2. The attempt to eradicate evil by eliminating some empirically identifiable entity must fail given the truth of (1), and must lead to greater evil since genocide, forced collectivization, jihad, suicide bombing of innocents, etc. violate moral laws. Nazis, Commies and Islamists become ever more evil in their attempt to locate and eradicate evil.
3. There is a root of all moral evil, namely, the human misuse of free will. Not free will itself, of course; the misuse thereof. We misuse our free will when we fail to subordinate its use to transcendent standards.
4. Free will, grounded as it is in our spiritual being, is not empirically identifiable: it cannot show up as an object among objects. This is why materialists deny it. And this is why (3) does not contradict (1).

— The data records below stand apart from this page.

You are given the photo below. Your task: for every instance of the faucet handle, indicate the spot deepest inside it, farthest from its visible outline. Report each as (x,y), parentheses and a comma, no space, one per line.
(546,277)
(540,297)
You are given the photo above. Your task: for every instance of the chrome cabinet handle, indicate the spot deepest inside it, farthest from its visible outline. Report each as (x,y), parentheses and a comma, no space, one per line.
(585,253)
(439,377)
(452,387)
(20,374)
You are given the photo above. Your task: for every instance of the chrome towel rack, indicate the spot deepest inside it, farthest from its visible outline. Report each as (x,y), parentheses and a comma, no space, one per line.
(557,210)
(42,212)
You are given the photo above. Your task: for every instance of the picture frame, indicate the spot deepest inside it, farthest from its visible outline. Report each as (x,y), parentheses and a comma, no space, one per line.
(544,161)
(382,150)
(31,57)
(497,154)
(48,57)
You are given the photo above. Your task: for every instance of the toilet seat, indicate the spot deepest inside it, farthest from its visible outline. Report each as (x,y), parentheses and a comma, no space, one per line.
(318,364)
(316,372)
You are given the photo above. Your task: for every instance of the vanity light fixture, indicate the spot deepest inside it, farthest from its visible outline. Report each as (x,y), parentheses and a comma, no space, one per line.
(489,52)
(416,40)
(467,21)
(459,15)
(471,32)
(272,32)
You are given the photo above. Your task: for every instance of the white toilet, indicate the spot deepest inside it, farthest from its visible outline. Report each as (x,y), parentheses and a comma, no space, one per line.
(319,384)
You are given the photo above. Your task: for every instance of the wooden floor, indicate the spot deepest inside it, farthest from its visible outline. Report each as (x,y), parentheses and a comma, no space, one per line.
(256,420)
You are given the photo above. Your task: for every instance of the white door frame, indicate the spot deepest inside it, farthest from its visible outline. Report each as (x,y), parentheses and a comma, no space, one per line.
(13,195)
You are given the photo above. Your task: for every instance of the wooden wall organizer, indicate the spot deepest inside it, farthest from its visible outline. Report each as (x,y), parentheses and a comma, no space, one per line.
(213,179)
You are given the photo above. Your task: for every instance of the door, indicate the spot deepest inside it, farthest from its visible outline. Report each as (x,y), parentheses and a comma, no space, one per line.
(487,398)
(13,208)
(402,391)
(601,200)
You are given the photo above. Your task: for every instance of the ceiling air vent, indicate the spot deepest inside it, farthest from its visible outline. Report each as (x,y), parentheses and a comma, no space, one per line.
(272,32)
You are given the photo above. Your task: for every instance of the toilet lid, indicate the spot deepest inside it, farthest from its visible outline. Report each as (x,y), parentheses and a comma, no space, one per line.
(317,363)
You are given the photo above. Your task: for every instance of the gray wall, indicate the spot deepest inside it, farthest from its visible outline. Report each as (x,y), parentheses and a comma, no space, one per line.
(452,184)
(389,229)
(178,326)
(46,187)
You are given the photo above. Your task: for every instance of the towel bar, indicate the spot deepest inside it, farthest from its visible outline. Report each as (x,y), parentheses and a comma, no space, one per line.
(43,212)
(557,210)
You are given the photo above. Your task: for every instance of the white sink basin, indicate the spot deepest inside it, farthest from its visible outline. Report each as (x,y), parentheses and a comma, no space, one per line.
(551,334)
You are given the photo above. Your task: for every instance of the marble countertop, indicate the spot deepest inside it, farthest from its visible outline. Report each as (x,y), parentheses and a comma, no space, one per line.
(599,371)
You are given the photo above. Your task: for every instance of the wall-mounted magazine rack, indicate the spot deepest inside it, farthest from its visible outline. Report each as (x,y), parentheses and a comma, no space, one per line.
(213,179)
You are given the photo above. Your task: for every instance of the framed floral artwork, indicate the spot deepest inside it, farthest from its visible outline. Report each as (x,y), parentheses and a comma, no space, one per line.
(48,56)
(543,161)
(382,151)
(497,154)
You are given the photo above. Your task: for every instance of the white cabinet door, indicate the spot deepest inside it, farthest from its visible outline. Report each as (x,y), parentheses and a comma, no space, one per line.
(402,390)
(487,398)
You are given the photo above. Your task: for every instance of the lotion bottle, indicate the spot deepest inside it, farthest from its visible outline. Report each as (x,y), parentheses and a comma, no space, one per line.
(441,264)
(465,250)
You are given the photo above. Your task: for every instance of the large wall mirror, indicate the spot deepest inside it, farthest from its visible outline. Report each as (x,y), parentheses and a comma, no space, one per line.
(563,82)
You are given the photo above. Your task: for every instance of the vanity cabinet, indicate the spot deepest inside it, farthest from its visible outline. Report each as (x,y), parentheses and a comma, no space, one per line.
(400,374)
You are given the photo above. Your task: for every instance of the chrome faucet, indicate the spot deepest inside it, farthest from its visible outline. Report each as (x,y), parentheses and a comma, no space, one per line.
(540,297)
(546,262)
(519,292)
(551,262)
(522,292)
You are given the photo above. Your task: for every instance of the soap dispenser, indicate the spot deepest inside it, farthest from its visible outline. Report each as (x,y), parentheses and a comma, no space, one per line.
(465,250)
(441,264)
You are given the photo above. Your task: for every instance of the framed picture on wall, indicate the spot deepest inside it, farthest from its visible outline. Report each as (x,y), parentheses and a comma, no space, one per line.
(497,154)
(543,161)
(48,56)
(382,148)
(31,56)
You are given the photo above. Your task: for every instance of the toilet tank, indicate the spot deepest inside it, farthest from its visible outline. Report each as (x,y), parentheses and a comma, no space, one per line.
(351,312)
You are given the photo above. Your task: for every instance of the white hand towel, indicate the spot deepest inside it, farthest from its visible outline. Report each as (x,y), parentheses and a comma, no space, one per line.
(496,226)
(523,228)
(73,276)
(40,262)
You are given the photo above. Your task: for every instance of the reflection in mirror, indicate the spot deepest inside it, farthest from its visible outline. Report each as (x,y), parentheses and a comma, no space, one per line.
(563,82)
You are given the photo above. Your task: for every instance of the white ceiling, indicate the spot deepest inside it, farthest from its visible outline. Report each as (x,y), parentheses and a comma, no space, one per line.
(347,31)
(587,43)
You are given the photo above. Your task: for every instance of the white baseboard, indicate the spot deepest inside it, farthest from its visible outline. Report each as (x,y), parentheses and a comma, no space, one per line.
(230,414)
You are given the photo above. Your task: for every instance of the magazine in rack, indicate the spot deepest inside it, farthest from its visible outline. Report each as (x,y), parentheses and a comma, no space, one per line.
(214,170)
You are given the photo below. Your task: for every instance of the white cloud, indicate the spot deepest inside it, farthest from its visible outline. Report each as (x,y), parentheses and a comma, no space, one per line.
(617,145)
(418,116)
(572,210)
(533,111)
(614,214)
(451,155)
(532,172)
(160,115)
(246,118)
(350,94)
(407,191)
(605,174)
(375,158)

5. Free will is not subject to our freedom. I am not free to become unfree. I cannot freely decide to become a deterministic system, though there are times when I would definitely like to! I am ‘condemned to be free’ to use a Sartrean phrase. Being part of our nature, free will cannot be eradicated without eradicating us. Thus the root of all moral evil – the human misuse of free will – cannot be uprooted. Not even God can uproot it. For if God eliminated the human misuse of free will, He would thereby eliminate human free will itself, and us with it.
6. The upshot is that we must learn to live with evil and not try to eliminate it. Of course, we must do what we can to limit the spread of evil in the world. We do well to start with ourselves by opposing our own evil thoughts and desires, words and actions. After we have made some headway with this, we can then worry about others and ‘society.’ What we cannot do, and must not try to do, is to locate evil outside ourselves so as to eradicate it. Homo homini lupus is never so true as when man tries to redeem himself. There is either no redeemer or the redeemer is divine. Nietzsche’s “Will is the great redeemer” is nonsense. But that’s a topic for another occasion.
7. Tendentious coda: A conservative is one who understands the foregoing points; a leftist is one who does not.